By Michael DiStefano
Canadian Baseball Network
Rookie Canadian pitcher Matt Brash surprised many batters in the Metro Atlantic Athletic Conference (MAAC) this season as a vital member of the Niagara University Purple Eagles pitching staff.
The Kingston, Ont., native became the first Canadian to win the MAAC Rookie of the Year award since former Purple Eagle pitcher James Avery won it in 2004.
“I was just happy to be recognized for what I did this year,” Brash said. “I was very consistent over the year and I always kept my team in the game.

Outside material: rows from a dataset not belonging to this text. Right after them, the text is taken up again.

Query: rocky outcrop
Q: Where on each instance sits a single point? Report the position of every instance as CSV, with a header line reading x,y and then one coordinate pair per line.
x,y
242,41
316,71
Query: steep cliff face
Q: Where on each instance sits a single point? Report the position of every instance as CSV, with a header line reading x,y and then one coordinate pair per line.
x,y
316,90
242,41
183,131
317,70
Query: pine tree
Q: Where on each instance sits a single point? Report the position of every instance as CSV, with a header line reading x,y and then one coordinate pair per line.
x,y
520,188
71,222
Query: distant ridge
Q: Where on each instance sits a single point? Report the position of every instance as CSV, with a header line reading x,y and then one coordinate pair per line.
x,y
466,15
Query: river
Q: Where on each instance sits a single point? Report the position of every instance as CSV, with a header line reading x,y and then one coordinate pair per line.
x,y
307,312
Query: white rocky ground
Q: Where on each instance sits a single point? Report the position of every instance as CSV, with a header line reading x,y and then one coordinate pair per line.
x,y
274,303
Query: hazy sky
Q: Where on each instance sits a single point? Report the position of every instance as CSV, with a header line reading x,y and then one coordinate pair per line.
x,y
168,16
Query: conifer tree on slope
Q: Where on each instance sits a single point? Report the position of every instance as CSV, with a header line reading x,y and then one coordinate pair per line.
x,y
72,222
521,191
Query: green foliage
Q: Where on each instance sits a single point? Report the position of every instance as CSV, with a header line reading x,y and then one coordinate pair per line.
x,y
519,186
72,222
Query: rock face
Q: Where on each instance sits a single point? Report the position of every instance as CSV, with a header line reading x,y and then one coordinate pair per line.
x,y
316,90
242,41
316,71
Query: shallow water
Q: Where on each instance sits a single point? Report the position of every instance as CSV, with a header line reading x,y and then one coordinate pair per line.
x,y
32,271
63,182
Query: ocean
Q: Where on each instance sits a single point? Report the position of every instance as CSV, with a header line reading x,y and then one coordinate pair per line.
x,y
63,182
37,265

I didn’t walk too many guys [either], I attacked batters and just had an impact every time I was out there.”
After beginning his freshman season in the bullpen, Brash pitched his way into a starting role and finished the season with a team high 77 1/3 innings pitched, a 5-1 record, including two saves, 63 strikeouts and a 2.79 ERA, which ranks fifth best in school history.
Brash’s award winning season didn’t come easy for the right-hander despite his overwhelming success in his freshman year.
“Before I came to Niagara I could just blow [pitches] by guys because of my velocity,” Brash said of his pitching style.
When Brash got to the NCAA he quickly realized that he wasn’t able to rely on velocity to get outs and had to learn how to pitch more effectively to Division I batters.
“I had to learn how to waste pitches, throw one up into the zone or bounce one,” the young Canadian said. “I had to go inside, which was tough for me at the beginning of the year, but I finally got used to throwing inside on batters and bouncing curveballs, [which ultimately] ended up being my strikeout pitch.”
Brash’s 63 strikeouts ranked second among all MAAC pitchers and he has his sights set on improving those numbers next year with a strong off-season.
“My whole goal this off-season is to get my arm a little healthier and gain some weight and fill out a little bit and hopefully I will gain some velocity,” he said.
Brash visited pitching coach Scott Robinson last summer and praised the Whitby, Ont., native for improving his mechanics, which resulted in his strong rookie campaign.
“I saw [Robinson] last winter and he allowed me to gain lots of miles per hour [on my fastball]. and he actually taught me my curveball,” Brash said of the Toronto-based pitching coach. “I’m going to go back to him before I go to summer ball and try to pick up [a new pitch] from him, maybe a cutter.”
The Purple Eagles right-hander believes adding the cutter will help disguise his fastball and force weaker contact against batters, especially when in a hitter’s count.
“A well-placed fastball seemed to get hit most of the time, so if I throw a cutter in there when I’m behind in the count a 2-0 cutter doesn’t get smoked as hard as a 2-0 fastball,” Brash said.
The freshman pitcher should get a chance to improve his cutter while working as a closer for the Newark Pilots of the Perfect Game Collegiate Baseball League this summer.
“I’m going to be closing there to not get so many innings since I pitched so much this year,” Brash said. “I’m not [in Newark] yet though, I’m doing a little physiotherapy to give my arm a little break.”
The young Canadian hurler expects to be back on the mound soon enough as he’s the kind of player that eats, sleeps, and breathes baseball.
“I wish I was there right now,” he laughed. “It’s a little boring during the day here and I just want to play.”
After a successful rookie campaign, Brash set sky high expectations for himself going into his sophomore season at Niagara and hopes to add more hardware to his collection in 2018.